Я сунул в ухо микрофон обратного отсчета, десять, девять, восемь, свет стал гаснуть, включился прожектор, я прочел свое вступление с телесуфлера и вывел в эфир первого гостя, дизайнера по окнам, который однажды работал для Жаклин Онассис. Шоу шло без сбоев, переходя от темы к теме; я осознал, что в глубине души хочу, как последний кретин, чтобы босс оказался в контрольной комнате, чтобы он стал свидетелем того, как гладко я прохожу дистанцию. Да, у меня были свои трудности, но моя техника позволяет мне давать мед и молоко, если можно так выразиться.
Я помню это шоу очень ясно: рок-звезда, который не желал снимать свои солнечные очки, французский антрополог, который утверждал, что наскальная живопись была примитивной попыткой создать письменность. Что казалось, простите меня за эти слова, довольно очевидным. Но вероятно, я чего-то не понимал.
— Наскальная живопись, — говорил он, — не является предметно-изобразительной. Вместо этого она представляет звуки.
— Звуки?
Так оно и шло.
После шоу я только частично смыл грим, сообщив тарахтушке, что ужасно тороплюсь; но правда была в том, и я воображал, что это заставляет меня выглядеть гораздо более обаятельным, что это и в самом деле мог быть хороший день для этого. Я вынырнул в двух футах от кафетерия и поискал глазами босса. Он сидел за столом среди восхищенных продюсеров, подхалимов, все они ими были, рассуждая о чем-то, может быть о том, как телевидение в его лучших проявлениях пытается продать Прокруста на птичьем рынке (он очень любил этот пример).

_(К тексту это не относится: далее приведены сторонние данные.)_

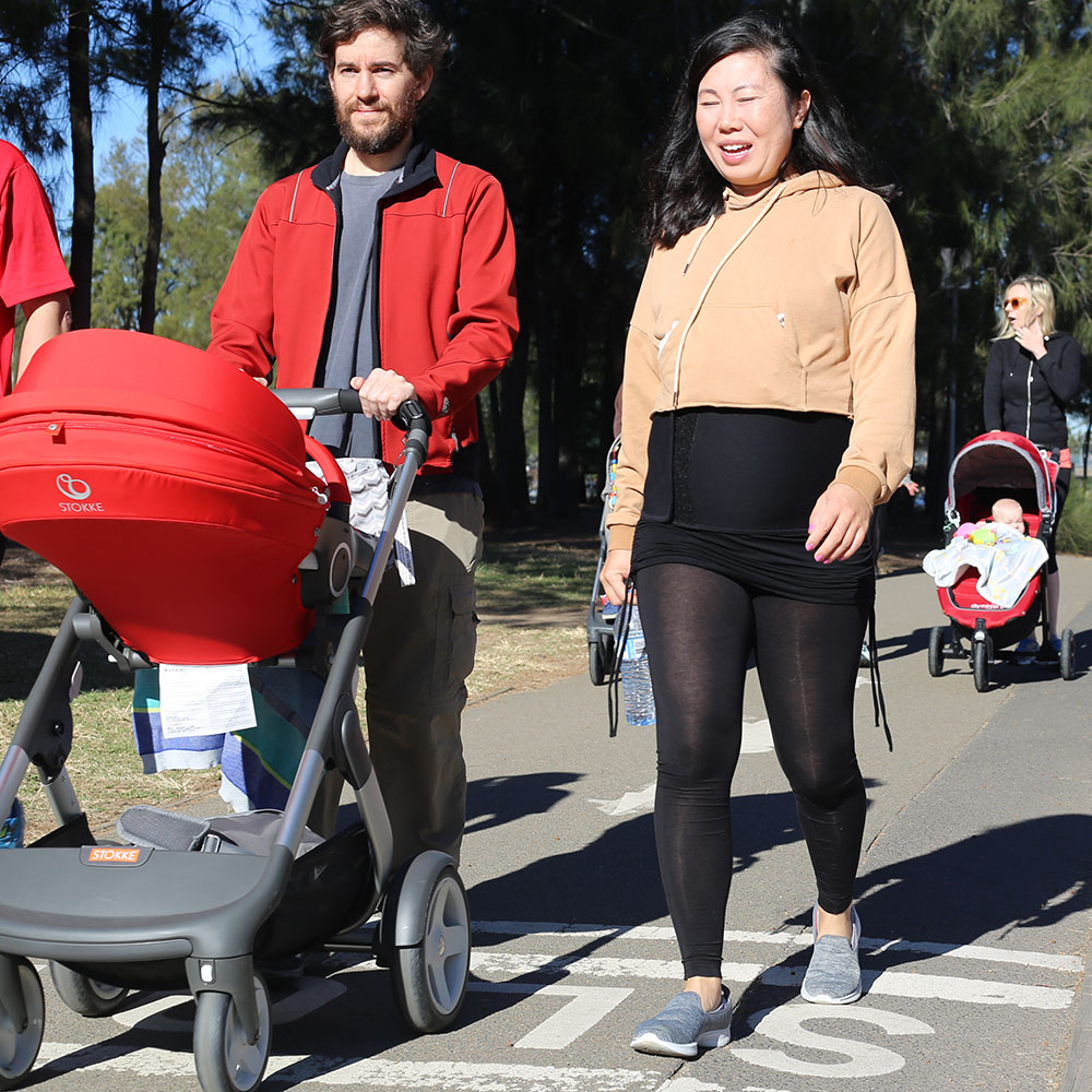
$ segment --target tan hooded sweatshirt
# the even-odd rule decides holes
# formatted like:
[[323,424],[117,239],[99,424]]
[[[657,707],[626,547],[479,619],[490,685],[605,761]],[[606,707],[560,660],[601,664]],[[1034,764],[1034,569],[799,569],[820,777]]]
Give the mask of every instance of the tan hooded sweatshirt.
[[649,259],[626,345],[612,549],[632,546],[653,413],[850,417],[834,480],[870,505],[913,464],[914,289],[882,198],[823,171],[725,193],[722,215]]

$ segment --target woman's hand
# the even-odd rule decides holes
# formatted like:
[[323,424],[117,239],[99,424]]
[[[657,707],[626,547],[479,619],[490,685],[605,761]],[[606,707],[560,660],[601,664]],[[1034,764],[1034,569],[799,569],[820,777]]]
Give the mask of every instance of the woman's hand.
[[1012,331],[1016,335],[1016,340],[1025,348],[1036,360],[1042,359],[1046,356],[1046,339],[1043,336],[1043,317],[1036,314],[1025,327],[1017,325],[1012,323]]
[[600,583],[607,593],[607,598],[620,607],[626,598],[626,581],[629,579],[629,566],[633,551],[629,549],[607,550],[607,559],[600,572]]
[[817,561],[841,561],[853,557],[868,534],[873,507],[852,486],[834,482],[816,501],[808,520],[809,550]]

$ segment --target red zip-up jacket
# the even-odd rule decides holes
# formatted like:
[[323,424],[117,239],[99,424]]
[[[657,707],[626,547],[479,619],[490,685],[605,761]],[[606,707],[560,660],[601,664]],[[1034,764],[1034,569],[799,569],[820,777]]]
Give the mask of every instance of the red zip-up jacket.
[[[273,182],[242,233],[212,310],[209,352],[276,385],[322,381],[334,313],[343,143]],[[376,367],[413,383],[432,418],[423,474],[447,474],[478,438],[474,397],[512,354],[515,241],[500,183],[420,141],[379,204],[372,261]],[[381,427],[393,463],[402,434]]]

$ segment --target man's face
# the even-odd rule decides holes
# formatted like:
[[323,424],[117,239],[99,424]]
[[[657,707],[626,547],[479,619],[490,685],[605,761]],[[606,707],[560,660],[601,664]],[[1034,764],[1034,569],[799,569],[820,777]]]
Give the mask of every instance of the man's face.
[[390,31],[370,27],[337,47],[330,91],[342,139],[358,155],[397,147],[413,128],[432,73],[415,76]]

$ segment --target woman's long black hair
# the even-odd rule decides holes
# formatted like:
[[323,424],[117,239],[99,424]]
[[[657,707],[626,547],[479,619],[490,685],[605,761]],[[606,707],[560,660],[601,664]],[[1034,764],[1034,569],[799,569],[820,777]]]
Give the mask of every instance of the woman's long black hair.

Я открыл дверь и, входя, поймал его взгляд.
— На этом мы закончим, — сказал он.
Я жестами показал, что подожду снаружи, что и сделал, убивая время со спортивным комментатором, с которым ездил покупать дом. Он был оживлен, в глазах ни намека на то, что пропавших пилюль хватились. Я осознал, что давно ничего не слышал от полиции, никакой новой информации, все-таки прошло больше двух недель. Я гадал, поддерживают ли они связь с М., не вычеркнули ли меня из списков за аморальность и идиотизм и не решили ли иметь дело только со взрослыми.

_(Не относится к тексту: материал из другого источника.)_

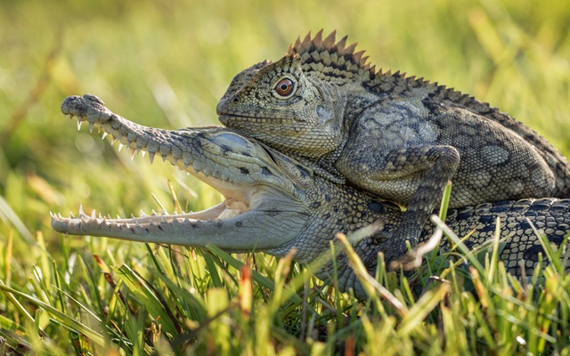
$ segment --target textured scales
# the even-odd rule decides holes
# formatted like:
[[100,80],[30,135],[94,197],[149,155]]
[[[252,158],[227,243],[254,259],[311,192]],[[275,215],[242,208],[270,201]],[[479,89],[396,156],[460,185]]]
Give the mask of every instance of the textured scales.
[[450,180],[452,207],[569,196],[567,160],[536,133],[453,89],[376,70],[355,47],[335,32],[298,38],[238,74],[217,111],[318,174],[406,206],[379,247],[388,260],[417,245]]
[[[145,127],[113,114],[93,95],[69,97],[61,109],[77,117],[79,123],[88,122],[91,128],[97,125],[133,152],[161,156],[218,190],[226,200],[202,212],[142,214],[129,219],[97,216],[94,211],[88,215],[80,209],[77,217],[52,215],[52,226],[58,231],[193,247],[214,244],[227,251],[266,251],[277,256],[295,248],[294,258],[301,263],[328,255],[337,232],[360,231],[358,239],[352,235],[354,250],[374,273],[384,238],[378,231],[383,227],[383,232],[390,233],[401,224],[403,213],[397,206],[314,174],[297,161],[231,129]],[[513,275],[523,277],[524,269],[530,276],[543,253],[532,225],[551,245],[560,247],[570,230],[570,199],[523,199],[451,209],[447,223],[459,236],[468,235],[464,243],[475,248],[493,237],[497,217],[503,242],[500,258]],[[432,233],[433,227],[427,224],[419,239]],[[570,262],[566,263],[568,271]],[[364,299],[346,256],[338,255],[336,266],[339,289],[353,288]],[[316,275],[328,280],[332,271],[328,263]]]

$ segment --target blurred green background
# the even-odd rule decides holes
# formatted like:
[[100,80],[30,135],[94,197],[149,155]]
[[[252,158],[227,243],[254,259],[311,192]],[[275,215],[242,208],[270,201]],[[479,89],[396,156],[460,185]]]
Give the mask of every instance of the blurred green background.
[[[140,124],[217,124],[232,77],[277,60],[308,31],[337,29],[377,67],[424,77],[500,107],[570,152],[570,5],[542,0],[4,1],[0,12],[0,250],[35,258],[49,212],[79,204],[112,215],[173,202],[204,208],[217,193],[168,165],[131,161],[64,119],[86,93]],[[99,136],[100,137],[100,136]],[[144,161],[144,162],[143,162]],[[18,243],[20,241],[20,243]],[[23,242],[23,243],[22,243]]]

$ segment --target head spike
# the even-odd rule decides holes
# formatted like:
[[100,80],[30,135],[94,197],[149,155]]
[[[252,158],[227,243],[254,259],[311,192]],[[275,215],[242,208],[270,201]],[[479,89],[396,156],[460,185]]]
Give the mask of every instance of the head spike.
[[345,54],[353,54],[354,53],[354,48],[356,48],[356,44],[358,44],[358,43],[354,42],[354,44],[346,47],[344,51]]
[[324,48],[327,50],[332,49],[335,45],[335,40],[337,37],[337,30],[330,32],[329,36],[324,39]]
[[321,52],[324,50],[324,46],[322,44],[322,28],[313,38],[313,45],[314,48]]
[[337,43],[337,52],[338,53],[342,53],[345,52],[345,46],[346,45],[346,38],[348,38],[348,36],[345,36],[340,39],[340,41]]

Но они теряли интерес к этому делу. Можно было притвориться перед собой, что нет, но это чувствовалось, какая-то автоматическая тональность их голосов. Проверяют. Идут по списку. Появился ведь еще один пропавший ребенок, его портрет — на картонках с молоком. (Кто крадет всех этих маленьких мальчиков?) Я думал: что бы там с ним ни было, они должны решить, что с делом уже покончено. Теперь они станут небрежными, оставят его на заднем дворе, отведут не в тот парк. Теперь они уже привыкли к нему, к его разговорчивости по утрам, к его странной манере глядеть куда-то в одну точку; они знают, что он любит есть, что любит смотреть по телевизору. Я думал: если он перестанет спрашивать про родителей, это не потому, что он перестанет по ним скучать, это потому, что он будет знать, что нет смысла спрашивать. Я думал: он умный мальчик, он поймет, что нужно продолжать врать и ждать. Если Бог хочет, чтобы я в него верил, он приведет меня к моему сыну. Если нет, то черт с ним. Черт с ним, и, значит, я одним махом решу великую тайну религии. Но мне нет нужды решать великую тайну религии. Не теряй мужества, я тебя найду.